Well, of course the Soviets go nuclear first. I don’t know the v2.2 history at all, so I’ll just talk about v1. In the v1 chronology, the trigger for nuclear action is the crossing of the Soviet-Polish border by German troops in July, 1997. The subject of regime change is never brought up in the v1 chronology, but over the past few years there seems have been some consensus about the idea that in late 1989 Gorbachev gets replaced by a new cabal of neo-conservatives in Moscow. I believe that another regime change occurs when the Americans cross the East German border. The new regime fights the war conventionally through 1997. Once NATO forces cross the Soviet border, the regime leadership decides that they have to do something drastic before there’s another coup. In short, the Kremlin goes nuclear to save their own skins.

Note, though, that while the Chinese get hit hard right off the bat, NATO gets gentler treatment. NATO has the ability to hit back just as hard. So even when the Soviets cross the nuclear threshold, the intent is to use just enough nuclear firepower to shift the balance in their favor. They don’t launch an all-out attack on the US because in the end they don’t want to see the Soviet Union reduced to a glass parking lot. The Soviet Union falls, but this is a result of miscalculation, not an all-out nuclear exchange.

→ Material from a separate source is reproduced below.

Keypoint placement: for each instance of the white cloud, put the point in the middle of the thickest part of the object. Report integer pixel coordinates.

The same logic can be applied to chemical weapons. Where the use of chemical weapons yields an advantage, the Soviets will use chemical weapons. Where the use of chemical weapons yields a disadvantage, the Soviets will refrain. As long as the Party is calling the shots, they will consider items like the likelihood of bringing other members of NATO into the war. Soviet doctrine may call for the use of chemicals and nuclear weapons from the get-go in any war, but this is part of the reason why they never invaded West Germany: they believed the use of WMD would get out of hand almost immediately and render the point of the war moot. When presented with the invasion of East Germany by only West Germany, the Soviets are faced with a situation for which there may not be a well-considered doctrine. However, we can count on the Soviets to ask themselves whether a given action is going to be to Soviet advantage on balance or Soviet disadvantage.